War zone corruption allegations rise

More and more cases of fraud and corruption by troops and contractors in Iraq and Afghanistan are being investigated. The Special Inspector General for Iraq Rec...

By Suzanne Kubota
Senior Internet Editor
FederalNewsRadio.com

More and more cases of fraud and corruption are coming to light in the reconstruction of Iraq. The Defense Department’s Inspector General tells USA Today that he’s investigating 223 cases — an 18-percent increase from a year ago.
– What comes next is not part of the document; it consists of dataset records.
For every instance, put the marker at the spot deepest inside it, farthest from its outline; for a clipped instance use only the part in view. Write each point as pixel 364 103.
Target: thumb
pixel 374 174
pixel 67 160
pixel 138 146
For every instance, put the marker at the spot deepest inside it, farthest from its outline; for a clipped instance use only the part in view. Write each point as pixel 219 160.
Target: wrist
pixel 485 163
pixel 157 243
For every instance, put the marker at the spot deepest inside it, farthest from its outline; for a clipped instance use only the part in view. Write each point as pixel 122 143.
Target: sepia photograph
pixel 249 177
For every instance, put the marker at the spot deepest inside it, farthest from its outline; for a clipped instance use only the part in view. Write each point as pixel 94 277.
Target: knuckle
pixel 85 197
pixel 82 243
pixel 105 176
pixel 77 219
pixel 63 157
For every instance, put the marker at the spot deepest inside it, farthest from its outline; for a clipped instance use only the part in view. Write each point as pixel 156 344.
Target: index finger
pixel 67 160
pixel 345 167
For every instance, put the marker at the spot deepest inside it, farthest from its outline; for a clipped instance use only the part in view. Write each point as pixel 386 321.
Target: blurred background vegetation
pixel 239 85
The Special Inspector General for Iraq Reconstruction, Stuart Bowen, told Federal News Radio, he attributes the increased caseload to the “forensic financial initiative that we began 18 months ago. It’s an interagency effort, part of a Congressional mandate we were given. And it has just in the last six months, virtually doubled our workload.”

Bowen explained that Iraq had been “exclusively a cash environment for the first five years of the reconstruction program.” Now, as that cash has come back to the United States, his office has been able to track it.
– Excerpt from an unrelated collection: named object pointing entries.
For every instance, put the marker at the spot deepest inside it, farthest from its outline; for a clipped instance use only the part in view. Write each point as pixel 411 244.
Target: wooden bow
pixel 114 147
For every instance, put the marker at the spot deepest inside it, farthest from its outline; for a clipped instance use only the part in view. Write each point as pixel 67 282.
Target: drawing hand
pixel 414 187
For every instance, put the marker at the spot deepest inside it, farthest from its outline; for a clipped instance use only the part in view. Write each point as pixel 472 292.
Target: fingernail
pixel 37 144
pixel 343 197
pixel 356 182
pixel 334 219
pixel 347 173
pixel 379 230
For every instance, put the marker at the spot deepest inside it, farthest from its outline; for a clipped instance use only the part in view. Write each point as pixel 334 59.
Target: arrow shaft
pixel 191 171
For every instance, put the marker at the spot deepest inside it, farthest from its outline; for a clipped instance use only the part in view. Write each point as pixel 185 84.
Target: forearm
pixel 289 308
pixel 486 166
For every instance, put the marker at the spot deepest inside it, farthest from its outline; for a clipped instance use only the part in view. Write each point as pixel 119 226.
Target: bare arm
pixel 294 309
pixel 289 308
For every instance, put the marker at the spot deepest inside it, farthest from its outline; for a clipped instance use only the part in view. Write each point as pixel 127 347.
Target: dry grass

(W)e have auditors and investigators working together with IRS agents and others. From the Defense Criminal Investigative Service and the Army criminal investigative division and as a result, this multipurpose team has been able to piece together cases that we otherwise, individually, could not have come up with.

The cases now run from tens of thousands of dollars up into the millions, but Bowen said that’s not where the biggest losses are. The Commission on Wartime Contracting in Iraq and Afghanistan, “is exactly correct in identifying waste as the chief culprit of loss of U.S. taxpayer dollars in Iraq,” said Bowen. “Fraud is egregious, but it’s not where the big money is. Because of the security problem, because of corruption on the Iraqi front, because of constant change in programs and plans, U.S. taxpayer dollars were wasted. Billions.”

Bowen said he has estimated four to five billion dollars have been lost to waste over the last six years. “That’s unacceptable even in a difficult situation like Iraq.”

He said what both he and the commission are focused on now is “not just the fact of that waste, but how do we fix it.”

My proposal in a recent report that my office has issued is to create an entity within the United States government that has the responsibility and the capacity to plan and execute a contingency relief and reconstruction operation and be accountable. We don’t have that today.

The SIGIR has produced five lessons learned reports over the last five years based on work done in Iraq. At this point, some of those lessons are being applied in Afghanistan. But, said Bowen, they can be applied better.